More than anything else, I like doing books.
I may write the book myself. I may put the book together. I may—which I do often—prod someone else’s book into being.
As the author, I write the book, which involves a degree of agony. As the book editor, I help with the concept, direction and text. This is exhilarating work that involves many people: the writer, the book designer, the photographer, the graphic artist (who is now my favorite person because of what he/she does with digital input), the printing manager, the bindery.
The books I like are about people—what they do as they struggle, with difficulty and failure, with ambition, with history, with accomplishments and feats, with heart.
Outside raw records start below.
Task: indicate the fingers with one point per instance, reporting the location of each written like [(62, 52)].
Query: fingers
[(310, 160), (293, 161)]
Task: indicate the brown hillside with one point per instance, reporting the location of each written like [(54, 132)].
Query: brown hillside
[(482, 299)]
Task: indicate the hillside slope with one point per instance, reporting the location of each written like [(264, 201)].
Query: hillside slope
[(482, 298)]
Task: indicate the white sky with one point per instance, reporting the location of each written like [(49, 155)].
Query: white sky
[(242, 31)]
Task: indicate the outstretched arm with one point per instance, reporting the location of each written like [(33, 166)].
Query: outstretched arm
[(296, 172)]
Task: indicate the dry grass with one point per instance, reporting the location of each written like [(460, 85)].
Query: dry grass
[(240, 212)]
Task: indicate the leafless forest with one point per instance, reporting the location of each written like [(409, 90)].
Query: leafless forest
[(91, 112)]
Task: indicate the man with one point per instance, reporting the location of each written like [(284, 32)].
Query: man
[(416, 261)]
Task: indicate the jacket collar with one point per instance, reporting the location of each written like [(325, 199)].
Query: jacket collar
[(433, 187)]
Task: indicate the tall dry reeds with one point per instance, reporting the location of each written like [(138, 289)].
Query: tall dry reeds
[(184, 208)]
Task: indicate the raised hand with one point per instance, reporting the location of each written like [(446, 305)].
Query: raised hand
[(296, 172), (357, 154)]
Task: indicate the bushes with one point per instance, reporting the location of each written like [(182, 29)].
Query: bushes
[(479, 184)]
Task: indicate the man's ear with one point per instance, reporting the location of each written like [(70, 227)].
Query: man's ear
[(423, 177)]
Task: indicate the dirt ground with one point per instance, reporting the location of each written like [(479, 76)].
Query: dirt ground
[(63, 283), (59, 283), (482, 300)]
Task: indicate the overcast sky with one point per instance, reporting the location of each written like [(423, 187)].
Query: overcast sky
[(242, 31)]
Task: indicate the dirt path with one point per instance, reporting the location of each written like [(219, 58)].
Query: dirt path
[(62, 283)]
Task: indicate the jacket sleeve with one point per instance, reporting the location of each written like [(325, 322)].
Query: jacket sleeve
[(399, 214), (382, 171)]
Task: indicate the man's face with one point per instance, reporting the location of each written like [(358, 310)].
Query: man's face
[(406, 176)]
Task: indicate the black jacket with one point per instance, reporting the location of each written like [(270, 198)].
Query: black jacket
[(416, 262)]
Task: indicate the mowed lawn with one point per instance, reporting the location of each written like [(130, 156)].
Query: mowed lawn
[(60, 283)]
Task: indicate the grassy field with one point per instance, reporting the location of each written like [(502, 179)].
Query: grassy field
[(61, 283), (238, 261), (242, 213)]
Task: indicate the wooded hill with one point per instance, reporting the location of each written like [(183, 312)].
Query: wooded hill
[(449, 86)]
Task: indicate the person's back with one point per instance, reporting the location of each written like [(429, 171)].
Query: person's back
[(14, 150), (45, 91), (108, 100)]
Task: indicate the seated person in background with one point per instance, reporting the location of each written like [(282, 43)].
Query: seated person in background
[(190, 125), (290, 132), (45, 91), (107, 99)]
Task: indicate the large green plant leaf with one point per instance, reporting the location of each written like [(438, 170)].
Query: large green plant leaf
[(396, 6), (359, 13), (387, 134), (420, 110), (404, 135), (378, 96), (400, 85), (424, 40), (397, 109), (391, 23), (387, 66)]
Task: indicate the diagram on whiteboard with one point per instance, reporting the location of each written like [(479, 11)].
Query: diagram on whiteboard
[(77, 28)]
Tony Mercado’s biography says “Crises, Struggles and New Trysts.” The title says all.
I write abstractions. It is because I can’t abstract. As my Facebook favorite posting says: “Dear Algebra, stop asking me about X. She went away. And I don’t know Y either.”
I like writing biographies. I have done a few: Maria Kalaw Katigbak, Mary Osmeña, “Manila Odyssey” being the lives of the Rodriguez kin and doña Sisang de Leon. I will do Aurora Aragon Quezon, the first of First Ladies.
I have not written a major biography of any man. I can’t. I am too much of a woman. If I ever write a man’s life story, it will be about an artist with whose sensibility I can soar.
Writing a book daunts me. I do it because it is there, a brazen challenge. It makes me daring. Plus or minus, it takes years out of my life. And it has become less arduous because of the computer. Every word I write here looks as if is already committed to a printed page. That is very encouraging.
Focus and concentrate
Writing a book is lonely. It means being by myself as I labor alone to focus and concentrate. Alone I have hours and hours to write by night or day. In these later years, by force of circumstances, no one lives with me. However, I am with people—at a distance and detached. My workroom has glass walls. I can see but cannot be seen. I see my front street, my gate, my surrounding gardens, the household staff. I do not have to talk to anyone but I know what is going on. By choice, I do not even have to answer the phone.
Paradoxically, the best writing I have ever done was in a frenzied newsroom as a reporter. But that isn’t about writing a book. I also understand that no one reports to a newsroom now.
How do I focus? The book outline is a must. It is imperative. Having done the outline, I have a personal trick. I do not begin from the beginning, from Chapter One. I begin at what looks to me the easiest, the most fun chapter. Maybe it is Chapter 12. Good! I sail into it with gusto. When that is done, I pick another easy chapter. And another and yet another, until very soon, I have seven or eight chapters finished. I am still having fun, still unfurling the sails.
At that point, I write the final chapter. With impetus, I aim for the end. Cymbals, drums, bells and whistles, even trombones in a big parade—they march me to the end. Period.
Then I rest. I go for a long walk, take a friend to a Japanese dinner, go to the beauty parlor.
Then I climb a hill. Scanning the view from the top, I write Chapter One. It is finely nuanced, relaxed and full of wisdom. It has the fewest words. It may even sound like a poem.
There, the book is done. One more child is conceived and born. Another child.